Anchorage, Alaska

 

July 2006

 

The FamCamp at Elmendorf Air Force Base was our home for a week.  Our first order of business was to buy a new camera.  That accomplished at the base exchange, we headed for Fort Richardson's golf course where we were paired with a couple of active duty gents and their wives, who were along for the company and to drive the carts.  Anchorage, the largest city in Alaska, is located on the upper shores of Cook Inlet on a low-lying plain bordered by mountains and forests and water.  The weather was damp and cool after the first wonderful day on the golf course, good days to be inside.  We stopped at the Alaska Experience Theatre where we watched Alaska the Great Land on a huge wrap-around screen.   It was truly a great experience as we zoomed up Mt. McKinley and down into glacial valleys as though we were passengers in the helicopter that filmed it.  We also saw the Alaska Earthquake Exhibit.  In 1964, on Good Friday, right at 3 p.m., one of the most powerful earthquakes ever devastated Anchorage.  Then we walked next door to see a film about the Aurora Borealis (not visible until late August).

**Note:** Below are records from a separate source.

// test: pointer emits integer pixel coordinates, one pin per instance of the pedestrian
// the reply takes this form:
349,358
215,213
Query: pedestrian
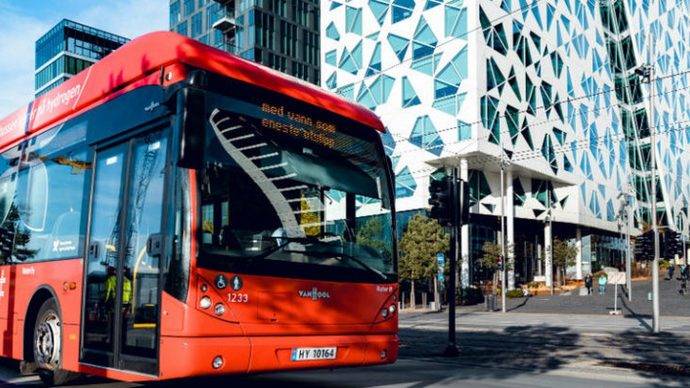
683,287
671,270
588,283
602,284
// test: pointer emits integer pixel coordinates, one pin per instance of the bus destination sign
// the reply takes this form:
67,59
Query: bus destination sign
298,125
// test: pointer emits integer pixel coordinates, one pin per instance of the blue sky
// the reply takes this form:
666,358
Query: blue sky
23,21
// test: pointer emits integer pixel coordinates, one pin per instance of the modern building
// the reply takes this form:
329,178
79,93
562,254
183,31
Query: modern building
550,92
68,48
281,34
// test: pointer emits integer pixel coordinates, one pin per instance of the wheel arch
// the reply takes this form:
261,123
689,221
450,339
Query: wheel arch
42,293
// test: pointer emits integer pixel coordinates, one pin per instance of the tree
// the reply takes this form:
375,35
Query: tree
422,240
564,254
490,260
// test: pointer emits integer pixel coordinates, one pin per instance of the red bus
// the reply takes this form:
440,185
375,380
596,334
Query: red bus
176,211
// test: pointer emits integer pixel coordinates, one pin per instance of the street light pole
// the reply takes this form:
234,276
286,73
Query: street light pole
503,239
624,217
628,256
648,76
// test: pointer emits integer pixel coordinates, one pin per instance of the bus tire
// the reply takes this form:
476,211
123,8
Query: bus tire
47,345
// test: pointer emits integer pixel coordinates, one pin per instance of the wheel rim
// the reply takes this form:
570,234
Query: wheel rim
47,341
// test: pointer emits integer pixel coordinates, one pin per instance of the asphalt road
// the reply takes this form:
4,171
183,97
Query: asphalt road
405,373
496,350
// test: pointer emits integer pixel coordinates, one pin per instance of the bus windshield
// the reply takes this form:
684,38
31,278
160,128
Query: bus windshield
282,192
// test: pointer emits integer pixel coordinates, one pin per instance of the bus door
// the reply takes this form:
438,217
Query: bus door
122,286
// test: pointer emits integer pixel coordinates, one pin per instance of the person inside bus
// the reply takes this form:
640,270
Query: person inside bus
111,283
228,240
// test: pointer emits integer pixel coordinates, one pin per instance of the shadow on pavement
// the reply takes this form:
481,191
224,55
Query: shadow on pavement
663,356
521,349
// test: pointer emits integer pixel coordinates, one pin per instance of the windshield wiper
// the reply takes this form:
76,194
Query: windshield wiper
283,244
340,256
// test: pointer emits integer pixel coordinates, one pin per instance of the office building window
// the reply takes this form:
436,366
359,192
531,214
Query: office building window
189,7
197,24
174,13
182,28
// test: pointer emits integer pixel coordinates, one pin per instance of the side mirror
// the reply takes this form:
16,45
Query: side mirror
191,123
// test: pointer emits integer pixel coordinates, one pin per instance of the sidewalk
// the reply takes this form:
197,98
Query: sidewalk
672,303
539,343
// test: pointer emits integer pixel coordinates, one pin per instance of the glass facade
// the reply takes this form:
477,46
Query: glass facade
281,34
69,48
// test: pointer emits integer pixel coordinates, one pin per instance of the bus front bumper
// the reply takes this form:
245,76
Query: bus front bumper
195,356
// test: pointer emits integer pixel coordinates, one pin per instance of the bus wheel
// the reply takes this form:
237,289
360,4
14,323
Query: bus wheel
47,344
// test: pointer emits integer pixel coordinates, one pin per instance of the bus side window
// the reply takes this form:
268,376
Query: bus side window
50,196
8,210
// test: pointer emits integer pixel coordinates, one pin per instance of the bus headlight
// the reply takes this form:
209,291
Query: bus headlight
205,302
217,362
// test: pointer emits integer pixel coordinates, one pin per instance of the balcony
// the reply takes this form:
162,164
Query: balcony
225,19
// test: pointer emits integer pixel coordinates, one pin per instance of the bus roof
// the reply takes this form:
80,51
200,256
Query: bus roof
139,63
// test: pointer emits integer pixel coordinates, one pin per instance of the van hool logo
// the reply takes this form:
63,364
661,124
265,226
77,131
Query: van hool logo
314,294
50,103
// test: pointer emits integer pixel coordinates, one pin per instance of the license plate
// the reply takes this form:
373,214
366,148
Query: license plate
310,354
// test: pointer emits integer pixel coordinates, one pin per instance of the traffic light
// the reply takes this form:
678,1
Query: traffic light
672,244
440,190
644,246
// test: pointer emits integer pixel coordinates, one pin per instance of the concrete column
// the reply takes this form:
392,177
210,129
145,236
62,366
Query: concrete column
510,229
578,257
548,262
464,237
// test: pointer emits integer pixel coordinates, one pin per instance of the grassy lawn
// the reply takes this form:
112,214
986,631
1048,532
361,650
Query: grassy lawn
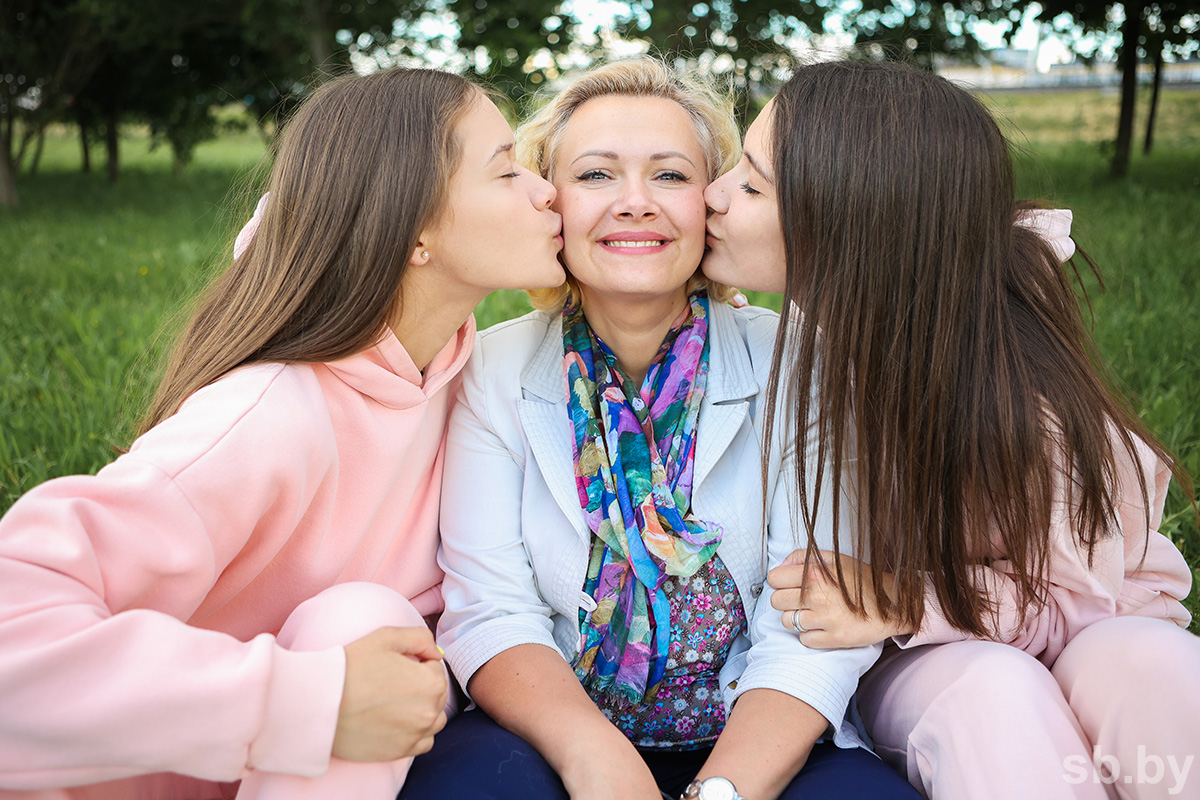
91,275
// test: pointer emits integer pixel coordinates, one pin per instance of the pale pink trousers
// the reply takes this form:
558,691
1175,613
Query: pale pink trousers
1116,716
336,617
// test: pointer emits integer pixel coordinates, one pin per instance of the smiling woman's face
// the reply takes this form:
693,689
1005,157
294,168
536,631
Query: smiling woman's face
630,174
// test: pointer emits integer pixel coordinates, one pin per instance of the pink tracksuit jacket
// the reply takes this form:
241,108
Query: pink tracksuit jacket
138,606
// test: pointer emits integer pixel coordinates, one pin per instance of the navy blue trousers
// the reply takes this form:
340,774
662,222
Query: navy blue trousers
474,757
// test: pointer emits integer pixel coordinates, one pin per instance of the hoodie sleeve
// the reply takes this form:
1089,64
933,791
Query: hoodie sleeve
100,674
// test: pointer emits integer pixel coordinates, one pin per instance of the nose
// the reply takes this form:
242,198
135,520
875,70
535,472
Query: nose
541,192
635,200
717,197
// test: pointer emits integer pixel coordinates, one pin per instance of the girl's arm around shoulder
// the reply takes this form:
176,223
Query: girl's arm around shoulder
97,575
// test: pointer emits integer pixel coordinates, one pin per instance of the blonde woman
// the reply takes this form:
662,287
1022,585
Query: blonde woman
603,525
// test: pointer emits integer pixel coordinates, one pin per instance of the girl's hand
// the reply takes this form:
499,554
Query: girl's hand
394,697
817,606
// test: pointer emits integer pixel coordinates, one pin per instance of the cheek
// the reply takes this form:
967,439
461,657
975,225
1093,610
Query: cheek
574,210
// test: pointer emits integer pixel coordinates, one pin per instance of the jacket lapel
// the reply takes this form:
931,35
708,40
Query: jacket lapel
731,385
543,411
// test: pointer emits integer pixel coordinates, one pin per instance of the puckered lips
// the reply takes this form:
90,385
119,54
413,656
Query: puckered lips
634,242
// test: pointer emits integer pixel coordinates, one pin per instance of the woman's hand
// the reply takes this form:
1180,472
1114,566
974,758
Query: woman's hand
825,619
394,698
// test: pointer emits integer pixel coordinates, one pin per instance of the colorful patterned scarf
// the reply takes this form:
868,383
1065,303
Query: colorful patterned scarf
634,453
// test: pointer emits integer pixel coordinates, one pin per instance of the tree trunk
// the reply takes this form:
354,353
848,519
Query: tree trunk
112,145
83,142
7,169
37,152
1129,30
1153,102
319,36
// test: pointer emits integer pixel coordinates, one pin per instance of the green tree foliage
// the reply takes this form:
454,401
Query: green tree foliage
1145,29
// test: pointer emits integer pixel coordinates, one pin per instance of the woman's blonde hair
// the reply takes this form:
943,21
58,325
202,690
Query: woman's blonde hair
711,112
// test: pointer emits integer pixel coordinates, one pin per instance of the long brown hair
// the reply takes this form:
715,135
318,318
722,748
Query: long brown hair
939,347
361,169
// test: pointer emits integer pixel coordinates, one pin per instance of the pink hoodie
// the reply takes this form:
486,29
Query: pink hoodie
137,606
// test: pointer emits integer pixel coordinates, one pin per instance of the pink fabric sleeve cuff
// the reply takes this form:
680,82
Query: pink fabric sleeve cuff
300,717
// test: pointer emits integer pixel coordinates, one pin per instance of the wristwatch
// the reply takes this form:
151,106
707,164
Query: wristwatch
711,788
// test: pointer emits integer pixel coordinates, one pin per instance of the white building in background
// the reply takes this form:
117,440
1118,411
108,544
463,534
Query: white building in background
1008,68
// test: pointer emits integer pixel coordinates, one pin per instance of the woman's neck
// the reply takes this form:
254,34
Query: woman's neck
633,329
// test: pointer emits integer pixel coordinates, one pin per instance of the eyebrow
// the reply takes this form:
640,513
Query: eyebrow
757,167
654,156
503,148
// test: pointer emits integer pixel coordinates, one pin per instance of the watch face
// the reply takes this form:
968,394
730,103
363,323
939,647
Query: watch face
717,788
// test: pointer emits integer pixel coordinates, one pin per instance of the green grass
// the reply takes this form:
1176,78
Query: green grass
90,274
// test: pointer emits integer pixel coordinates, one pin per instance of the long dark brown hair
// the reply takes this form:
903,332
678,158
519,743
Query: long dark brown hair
361,169
937,347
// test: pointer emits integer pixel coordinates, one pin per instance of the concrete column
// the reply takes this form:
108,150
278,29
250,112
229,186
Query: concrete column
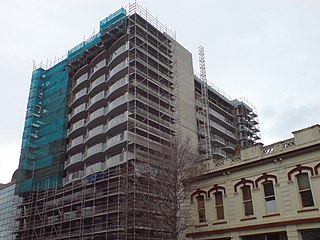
234,236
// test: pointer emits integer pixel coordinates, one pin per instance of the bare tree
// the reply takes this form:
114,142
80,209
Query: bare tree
164,181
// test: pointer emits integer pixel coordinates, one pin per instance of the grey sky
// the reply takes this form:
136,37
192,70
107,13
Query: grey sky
267,51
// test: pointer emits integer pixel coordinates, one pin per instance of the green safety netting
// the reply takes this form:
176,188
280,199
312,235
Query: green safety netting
43,149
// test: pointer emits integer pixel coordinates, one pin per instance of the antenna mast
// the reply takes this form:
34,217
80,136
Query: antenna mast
205,102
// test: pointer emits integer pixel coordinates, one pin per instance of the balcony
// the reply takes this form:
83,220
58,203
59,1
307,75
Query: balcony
74,159
222,130
94,153
217,140
95,135
97,85
116,140
117,85
124,48
73,177
222,119
75,144
118,102
218,152
78,112
97,101
79,82
95,115
75,128
117,69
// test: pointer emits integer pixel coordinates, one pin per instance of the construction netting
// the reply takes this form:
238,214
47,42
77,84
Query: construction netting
44,137
43,149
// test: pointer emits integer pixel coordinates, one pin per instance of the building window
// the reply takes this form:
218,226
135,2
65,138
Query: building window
201,209
247,200
269,197
305,190
218,196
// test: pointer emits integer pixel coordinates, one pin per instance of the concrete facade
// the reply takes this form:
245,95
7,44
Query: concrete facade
268,192
8,211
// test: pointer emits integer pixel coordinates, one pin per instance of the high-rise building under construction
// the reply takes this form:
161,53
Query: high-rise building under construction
114,103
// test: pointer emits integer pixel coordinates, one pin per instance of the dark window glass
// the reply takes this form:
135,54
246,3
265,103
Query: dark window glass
305,190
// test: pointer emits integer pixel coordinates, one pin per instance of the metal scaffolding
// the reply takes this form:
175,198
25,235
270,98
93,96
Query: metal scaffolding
106,193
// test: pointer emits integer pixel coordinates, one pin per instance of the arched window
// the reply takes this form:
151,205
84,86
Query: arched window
201,208
218,197
269,197
247,200
305,190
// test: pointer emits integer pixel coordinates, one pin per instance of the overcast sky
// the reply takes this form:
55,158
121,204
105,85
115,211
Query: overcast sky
267,51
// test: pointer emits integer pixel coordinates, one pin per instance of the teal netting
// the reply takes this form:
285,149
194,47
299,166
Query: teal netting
112,20
44,137
43,147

When we heard there was going to be a Bore Tide, we drove out to Turnagain Arm to see what it was all about, along with a whole lot of other tourists.  A Bore Tide is a natural phenomenon that occurs at very low tides in narrow inlets when the tide shifts and the two collide.  The water becomes very calm, then a series of waves several feet apart develop across the inlet.  Sometimes they are as high as six feet.